MRA also was not developed by Roche: the company gained co-development and marketing rights to the compound outside Japan, South Korea and Taiwan via its majority stake in Chugai.

The predominance of biotech NMEs in Roche's Phase III pipeline, along with its alliances with Chugai and Genentech, reinforce Roche's position as a major player in the biotech arena. The company recently declared itself the second-largest biotech firm in the world and intends to claim the number one position.

However, both MRA and CERA are likely to face significant competitive challenges. The CERA patents, published in the U.S. in 2003, are almost certain to be challenged by EPO innovator Amgen, while MRA, which is similar to Amgen/Biovitrum's IL-1 receptor antagonist Kineret (anakinra), would be entering an already crowded U.S. RA market.

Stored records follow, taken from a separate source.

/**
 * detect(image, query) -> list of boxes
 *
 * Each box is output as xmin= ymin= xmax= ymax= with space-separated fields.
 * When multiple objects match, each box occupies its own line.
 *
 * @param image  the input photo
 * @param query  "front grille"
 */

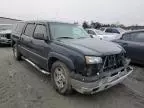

Roche appears confident about its CERA patents, which it has described as "rock-solid." The firm told analysts Feb. 4 in London that it plans a "global" launch of the anemia agent in 2006.

The company also declared that its anemia drug NeoRecormon (epoetin beta) is now the number-one EPO brand outside the U.S. (where it competes with Johnson& Johnson's epoetin alfa Eprex , licensed from Amgen).

Roche projects filing the BLAs for pemtumomab in 2005 and for MRA in 2007.